In 1710, which saw the publication of “A Description of a City Shower,” Swift, disgusted with their alliance with the Dissenters, fell out with Whigs, allied himself with the Tories, and became the editor of the Tory newspaper The Examiner. Between 1710 and 1713 he also wrote the famous series of letters to Esther Johnson which would eventually be published as The Journal to Stella. In 1713 Swift was installed as Dean of St. Patrick’s Cathedral in Dublin a promotion which was, again, a disappointment.
The Scriblerus Club, whose members included Swift, Pope, Congreve, Gay, and Arbuthnot, was founded in 1714. In the same year, much more unhappily for Swift, Queen Anne died, and George I took the throne. With his accession the Tories fell from power, and Swift’s hopes for preferment in England came to an end: he returned to Ireland “to die,” as he says, “like a poisoned rat in a hole.” In 1716 Swift may or may not have married Esther Johnson. A period of literary silence and personal depression ensued, but beginning in 1718, he broke the silence, and began to publish a series of powerful tracts on Irish problems.
In 1720 he began work upon Gulliver’s Travels, intended, as he says in a letter to Pope, “to vex the world, not to divert it.” 1724-25 saw the publication of The Drapier Letters, which gained Swift enormous popularity in Ireland, and the completion of Gulliver’s Travels. The progressive darkness of the latter work is an indication of the extent to which his misanthropic tendencies became more and more markedly manifest, took greater and greater hold upon his mind. In 1726 he visited England once again, and stayed with Pope at Twickenham: in the same year Gulliver’s Travels was published.
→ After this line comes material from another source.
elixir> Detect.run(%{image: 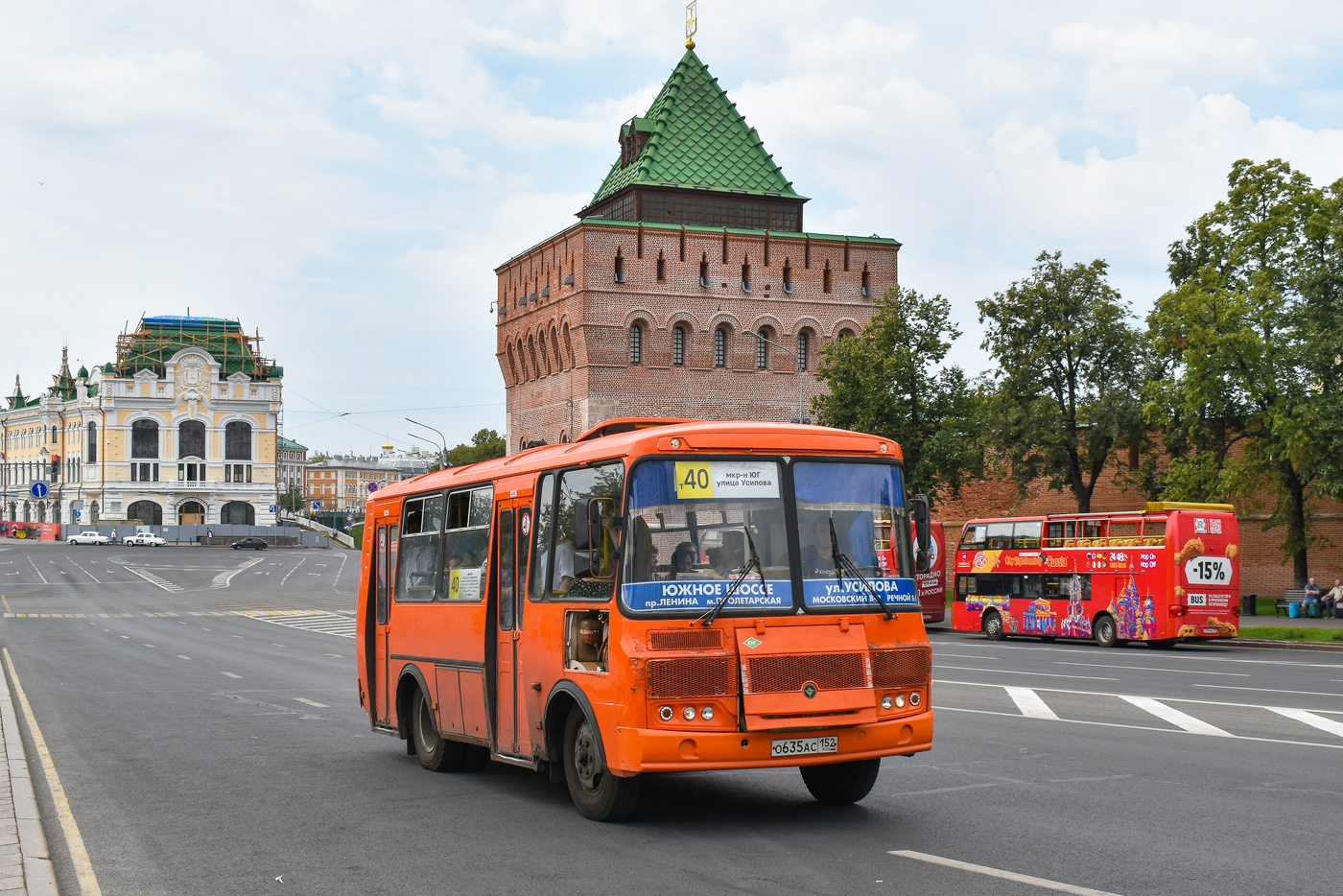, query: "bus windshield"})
[621,460,792,613]
[792,460,919,608]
Swift’s final trip to England took place in 1727. Between 1727 and 1736 publication of five volumes of Swift-Pope Miscellanies. “Stella” died in 1728. In the following year A Modest Proposal was published. 1731 saw the publication of Swift’s ghastly “A Beautiful Young Nymph Going to Bed.”
By 1735, when a collected edition of his works was published in Dublin, his Meniere’s Disease became more acute, resulting in periods of dizziness and nausea: at the same time, prematurely, his memory was beginning to deteriorate. During 1738 he slipped gradually into senility, and finally suffered a paralytic stroke: in 1742 guardians were officially appointed to care for his affairs.
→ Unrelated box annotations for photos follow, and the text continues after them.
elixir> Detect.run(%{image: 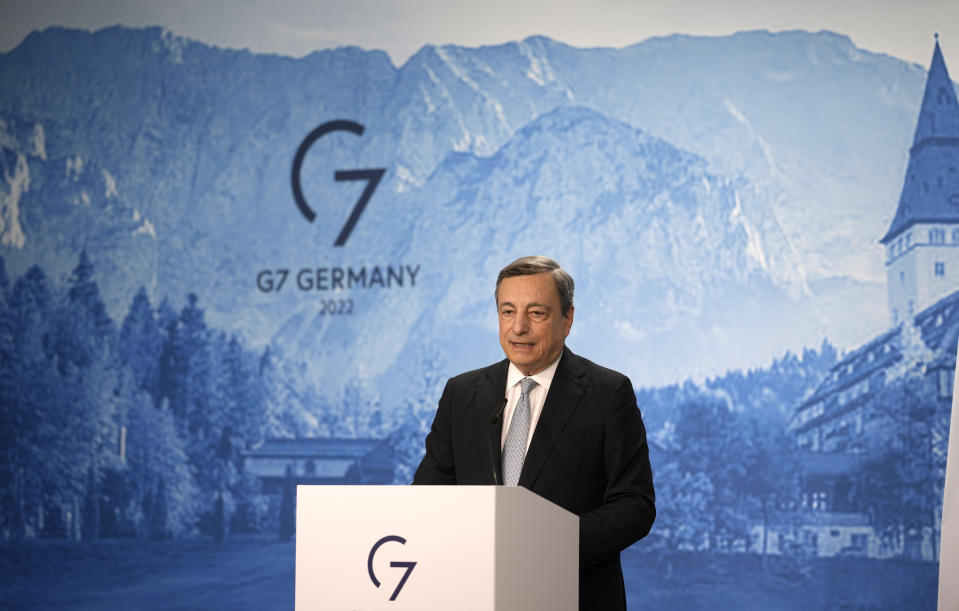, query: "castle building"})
[771,40,959,560]
[880,40,959,325]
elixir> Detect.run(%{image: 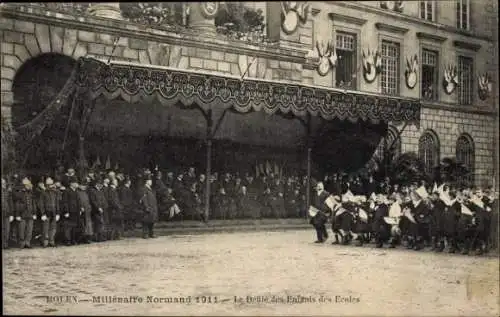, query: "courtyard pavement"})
[2,230,499,316]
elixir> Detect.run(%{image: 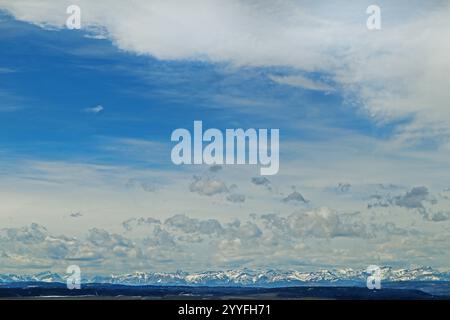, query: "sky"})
[0,0,450,274]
Swift died on October 19, 1745.
Swift is remembered for works such as Gulliver’s Travels, A Modest Proposal, A Journal to Stella, Drapier’s Letters, The Battle of the Books, An Argument Against Abolishing Christianity and A Tale of a Tub. He is regarded by the Encyclopædia Britannica as the foremost prose satirist in the English language, and is less well known for his poetry. He originally published all of his works under pseudonyms – such as Lemuel Gulliver, Isaac Bickerstaff, MB Drapier or anonymously. He is also known for being a master of two styles of satire, the Horatian and Juvenalian styles.
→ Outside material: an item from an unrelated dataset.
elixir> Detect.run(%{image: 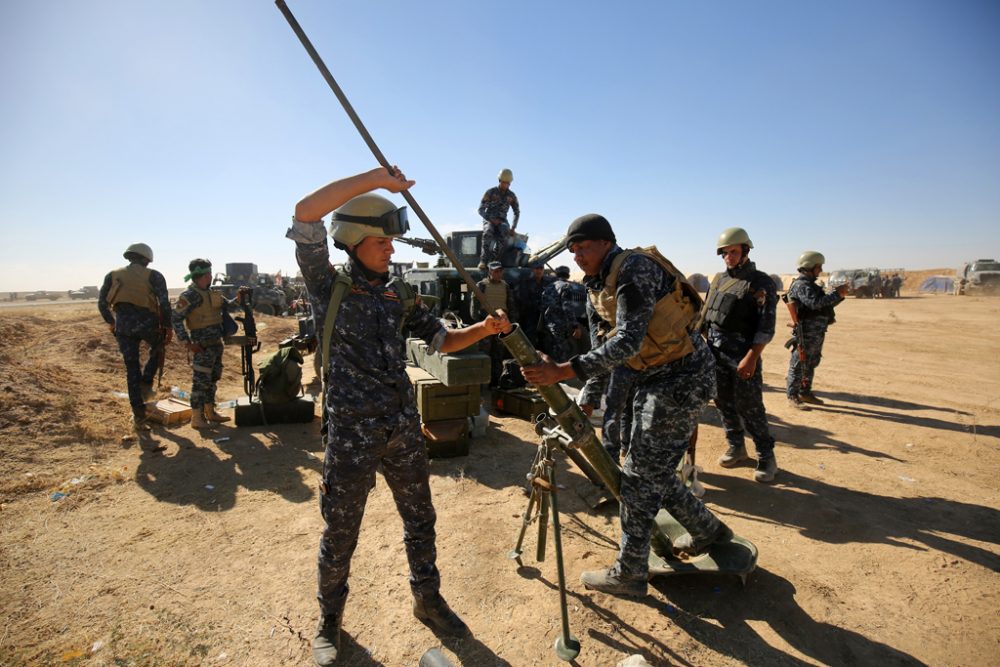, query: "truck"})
[212,262,288,315]
[955,259,1000,295]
Gulliver’s Travels, a large portion of which Swift wrote at Woodbrook House in County Laois, was published in 1726. It is regarded as his masterpiece. As with his other writings, the Travels was published under a pseudonym, the fictional Lemuel Gulliver, a ship’s surgeon and later a sea captain.
Some of the correspondence between printer Benj. Motte and Gulliver’s also-fictional cousin negotiating the book’s publication has survived. Though it has often been mistakenly thought of and published in bowdlerised form as a children’s book, it is a great and sophisticated satire of human nature based on Swift’s experience of his times.
Gulliver’s Travels is an anatomy of human nature, a sardonic looking-glass, often criticised for its apparent misanthropy. It asks its readers to refute it, to deny that it has adequately characterised human nature and society. Each of the four booksrecounting four voyages to mostly fictional exotic lands-has a different theme, but all are attempts to deflate human pride. Critics hail the work as a satiric reflection on the shortcomings of Enlightenment thought.